Sharp Objects Find Good Home
Scissors, pocket-knives and other sharp objects that have been relinquished by airline travellers since September 11 are being found a good home.
Transport Minister Mark Gosche said today that the Aviation Security Service (Avsec) would be giving the items to charitable groups and non-profit organisations, including schools and hospitals in the Pacific Islands.
“Thousands of these items have been taken from passengers during the past three months,” Mr Gosche said. “It would be a shame to destroy them, when they could be put to good use.”
Mr Gosche, who toured the Auckland Avsec operations today, said Avsec had been approached by several organisations asking if they could have the items. They would go to church groups, Scouts and Guides, schools and community groups such as Rotary.
“Clearly we will not be giving knives to schools, but some of these items – such as scissors, files and knitting needles – can be put to good use for school projects and so on. Some things, like surgical-grade scissors, could be used in hospitals,” Mr Gosche said.

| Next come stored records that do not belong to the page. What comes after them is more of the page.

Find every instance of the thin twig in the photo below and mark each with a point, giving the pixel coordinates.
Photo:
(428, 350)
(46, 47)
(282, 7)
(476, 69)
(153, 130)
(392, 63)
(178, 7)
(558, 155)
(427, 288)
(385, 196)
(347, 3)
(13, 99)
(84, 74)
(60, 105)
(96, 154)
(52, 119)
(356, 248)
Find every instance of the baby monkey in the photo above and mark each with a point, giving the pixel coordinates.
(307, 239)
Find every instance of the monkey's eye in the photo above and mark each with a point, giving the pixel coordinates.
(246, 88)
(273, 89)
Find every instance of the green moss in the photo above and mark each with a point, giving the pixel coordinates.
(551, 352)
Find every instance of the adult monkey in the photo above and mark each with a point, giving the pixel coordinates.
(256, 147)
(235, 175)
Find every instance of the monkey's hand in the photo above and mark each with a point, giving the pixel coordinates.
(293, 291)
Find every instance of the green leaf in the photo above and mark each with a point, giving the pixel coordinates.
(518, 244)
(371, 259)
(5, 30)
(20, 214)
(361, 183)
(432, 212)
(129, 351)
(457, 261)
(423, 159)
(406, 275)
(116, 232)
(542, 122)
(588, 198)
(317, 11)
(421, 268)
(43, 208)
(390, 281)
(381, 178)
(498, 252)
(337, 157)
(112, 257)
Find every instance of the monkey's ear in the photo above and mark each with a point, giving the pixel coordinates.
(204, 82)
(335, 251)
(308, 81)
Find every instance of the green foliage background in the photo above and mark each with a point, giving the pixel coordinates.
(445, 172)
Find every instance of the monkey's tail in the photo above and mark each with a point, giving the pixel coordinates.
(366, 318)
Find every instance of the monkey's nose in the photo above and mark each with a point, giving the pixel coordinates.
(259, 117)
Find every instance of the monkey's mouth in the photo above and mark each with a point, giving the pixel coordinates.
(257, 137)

Meantime, Avsec says passengers are still trying to carry dangerous goods onto aircraft. At Auckland’s international security screening point, 4643 items were taken from passengers during November. At the domestic screening point, 1069 items were taken. Another 1073 items were discovered but passengers either mailed them back to themselves or handed them back to a non-travelling friend or relative. Large numbers are also being relinquished at other airports.
“It’s still a problem,” Avsec General Manager Mark Everitt said today. “People need to change their thinking about airline security, and consider what they are taking with them to the airport.”
Mr Everitt said the new security measures were here to stay, and if anything, they would get stricter.
“We are not going to ever go back to measures in place before September 11,” he said.
However, he said he was generally pleased with public support for the new measures. A recent NBR poll showed 93 percent support for tightened airport security.
Meanwhile, Avsec is continuing its vigorous recruiting, as it seeks to find staff for new domestic screening operations. The organisation expects to nearly double its pre-September staff numbers to 300.